As problem gambling is a “health issue”, harm related to gambling, the report concludes, is a public health issue.
Gambling Companies’ Duties
Under the 2005 Gambling Act, three key licensing objectives are practised by major online sites today: keeping crime out of gambling, protecting children and the vulnerable, and making gambling fair.
Some of the big firms have formed “Corporate Responsibility Committees” or similar bodies to ensure a level playing field, while many sites also donate to charitable causes.
Responsible gambling practises can cover various areas, such as allowing gamblers to apply deposit limits, employ self-exclusion tools and giving staff specialist training in assisting customers who may have a problem.
Respectable sites will also list phone numbers and addresses for Problem Gambling organisations like Gamblers Anonymous and gamcare.
A Growth In Responsibility
But for all the Health Lottery scares, and the dramatic rise of availability, the growth in the industry has arguably seen a rise in responsibility too.
In fact, as highlighted in academic studies – such as research done by the Cass Business School in London – some commercial gambling operators are starting to collaborate with academics to advance research into problem gambling.
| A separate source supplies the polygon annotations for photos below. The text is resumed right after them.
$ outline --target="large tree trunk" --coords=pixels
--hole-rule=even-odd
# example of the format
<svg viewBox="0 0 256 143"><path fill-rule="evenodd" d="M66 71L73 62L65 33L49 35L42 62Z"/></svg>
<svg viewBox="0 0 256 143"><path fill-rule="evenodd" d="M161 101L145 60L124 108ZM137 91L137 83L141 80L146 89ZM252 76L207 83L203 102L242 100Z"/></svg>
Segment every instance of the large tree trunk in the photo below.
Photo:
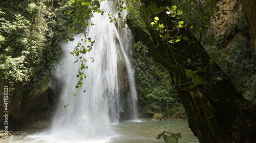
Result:
<svg viewBox="0 0 256 143"><path fill-rule="evenodd" d="M158 2L154 2L162 4ZM167 23L170 20L165 14L155 16L165 18ZM187 115L189 128L200 142L255 142L256 107L238 91L219 66L209 64L210 58L191 33L180 28L178 35L189 40L170 44L156 31L148 30L152 40L138 27L132 28L135 39L147 44L155 61L169 72ZM170 37L176 34L177 32L170 33ZM194 76L203 77L204 84L190 88L194 83L186 75L189 70L197 70Z"/></svg>
<svg viewBox="0 0 256 143"><path fill-rule="evenodd" d="M242 4L254 39L256 52L256 44L255 44L256 43L256 0L242 0Z"/></svg>

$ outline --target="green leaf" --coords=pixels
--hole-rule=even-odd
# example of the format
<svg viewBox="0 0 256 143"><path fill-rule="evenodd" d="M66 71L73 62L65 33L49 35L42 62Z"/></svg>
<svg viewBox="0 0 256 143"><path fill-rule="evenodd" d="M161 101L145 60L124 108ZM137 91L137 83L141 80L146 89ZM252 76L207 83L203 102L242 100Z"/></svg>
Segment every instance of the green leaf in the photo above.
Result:
<svg viewBox="0 0 256 143"><path fill-rule="evenodd" d="M91 2L81 2L81 4L82 4L82 6L86 6L88 8L91 7Z"/></svg>
<svg viewBox="0 0 256 143"><path fill-rule="evenodd" d="M156 137L156 139L160 139L160 138L162 137L162 136L163 136L163 135L164 134L164 133L165 133L166 132L166 131L163 131L162 133L161 133L159 134L158 135L158 136L157 137Z"/></svg>
<svg viewBox="0 0 256 143"><path fill-rule="evenodd" d="M180 133L172 133L170 136L170 137L173 137L175 139L177 139L177 141L178 142L178 140L179 138L180 138L182 137L181 136L181 134Z"/></svg>
<svg viewBox="0 0 256 143"><path fill-rule="evenodd" d="M185 22L184 21L179 21L178 23L180 24L184 24L184 22Z"/></svg>
<svg viewBox="0 0 256 143"><path fill-rule="evenodd" d="M193 71L191 70L185 69L185 73L187 78L193 77L197 73L196 71Z"/></svg>
<svg viewBox="0 0 256 143"><path fill-rule="evenodd" d="M224 56L227 56L229 53L229 51L224 50L223 49L221 49L221 51Z"/></svg>
<svg viewBox="0 0 256 143"><path fill-rule="evenodd" d="M192 77L192 82L198 84L204 84L203 79L204 78L203 77L200 77L198 75L196 74L195 76Z"/></svg>
<svg viewBox="0 0 256 143"><path fill-rule="evenodd" d="M183 12L182 11L180 11L180 10L178 10L178 12L177 13L177 14L178 15L181 15L182 14L182 13L183 13Z"/></svg>
<svg viewBox="0 0 256 143"><path fill-rule="evenodd" d="M66 105L64 105L64 108L68 107L69 105L69 104L67 104Z"/></svg>
<svg viewBox="0 0 256 143"><path fill-rule="evenodd" d="M169 9L169 10L171 12L174 12L176 10L176 9L177 9L177 6L173 6L172 7L170 7L170 9Z"/></svg>
<svg viewBox="0 0 256 143"><path fill-rule="evenodd" d="M79 86L78 86L78 85L76 85L76 89L77 90L79 90Z"/></svg>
The majority of online gambling sites have to adhere to a strict set of criteria in terms of advertising and a duty to their players.
Arguably the industry has gotten more stringent in the way it oversees any possible abuses by firms. As more people gamble, especially those new to gaming, companies are under even more pressure to be seen to be socially responsible. That’s why we will see even more charity enterprise, more academic partnerships, and – at least, in the long-term – a more responsible approach to problem gambling.
Of course, as more gambling sites appear, the bonus offers and deposit promotions will continue to multiply as sites fight for new customers. The bet365 and Health Lottery stories may well be repeated in 2015.
The hunt for short-term profits may well unearth scandals from companies keen to cut corners who don’t see player protection as conducive to earning a quick buck, but online customers are far more savvy these days.
As long as knowledgeable, paying gamblers care about a safe and fair environment to play in, we should see the companies towing the line.